Dans le sillage émotionnel de la guerre de propagande et de diffamation déclenchée par l’Occident contre Amnesty International, il y a eu plusieurs annulations d’affiliation et une chute soudaine des donations, mais ce n’est pas la raison qui a poussé AI à publier la déclaration infâme. Selon des sources diplomatiques, AI a subi de fortes pressions de la part des gouvernements britannique et américain qui, en fait, l’ont forcée à publier le communiqué de presse.

Comment ces deux gouvernements peuvent-ils forcer une organisation internationale indépendante à faire cela ? Les menaces judiciaires, les menaces de mort, les intimidations graves sont-elles venues par hasard ? Rien de tout cela. Selon des informations de sources diplomatiques, la menace de suspendre le financement annuel était suffisante.

Dans sa charte, Amnesty International promeut une image selon laquelle “l’impartialité et l’indépendance” sont des principes clés de son programme. Amnesty se présente comme impartiale et indépendante des gouvernements et de leurs intérêts, et ses revendications sont largement acceptées car les médias et les diplomates considèrent l’ONG comme un défenseur des principes universels des droits de l’homme.

L’impartialité et l’indépendance sont garanties car AI n’accepte pas d’argent des gouvernements ou des partis politiques, elle est donc libre de critiquer les gouvernements pour avoir abusé des droits des personnes ou ne pas les protéger. AI déclare que 100% du financement provient de dons de citoyens privés.

En contraste frappant avec de telles affirmations; Amnesty International a reçu 842 000 livres sterling en 2011 du ministère britannique du développement international dans le cadre d’un prix de quatre ans qui a débuté en 2008. En 2009, Amnesty a reçu 2,5 millions d’euros par des gouvernements. Le gouvernement britannique reste le troisième donateur après les particuliers et les fondations. Les États-Unis sont le quatrième. Amnesty International reçoit des fonds également par la Commission Européenne et les Pays-Bas, comme le démontre une recherche indépendante menée en 2012 par l’association de surveillance de la transparence des associations internationales : NGO Monitor.

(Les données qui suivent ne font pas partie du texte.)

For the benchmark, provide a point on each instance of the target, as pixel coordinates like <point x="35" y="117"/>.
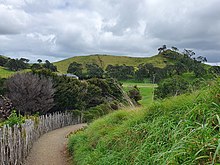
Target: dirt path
<point x="50" y="149"/>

Bien que le financement gouvernemental n’ait pas dépassé le 2 % du financement total en 2012, ces donations gouvernementaux contrastent avec la déclaration d’AI qui est la prémisse de sa charte : «Nous sommes indépendants de tous les gouvernements, convictions politiques et croyances religieuses. Nous sommes financés par nos membres et donateurs et aucun fonds n’est demandé ou accepté par les gouvernements ». Après l’enquête menée en 2012, des données claires sur le financement gouvernemental ne sont pas disponibles. On sait seulement que la section anglaise d’Amnesty International n’est pas enregistrée en tant qu’association mais en tant que : Limited Company, enterprise à responsabiltée limitée.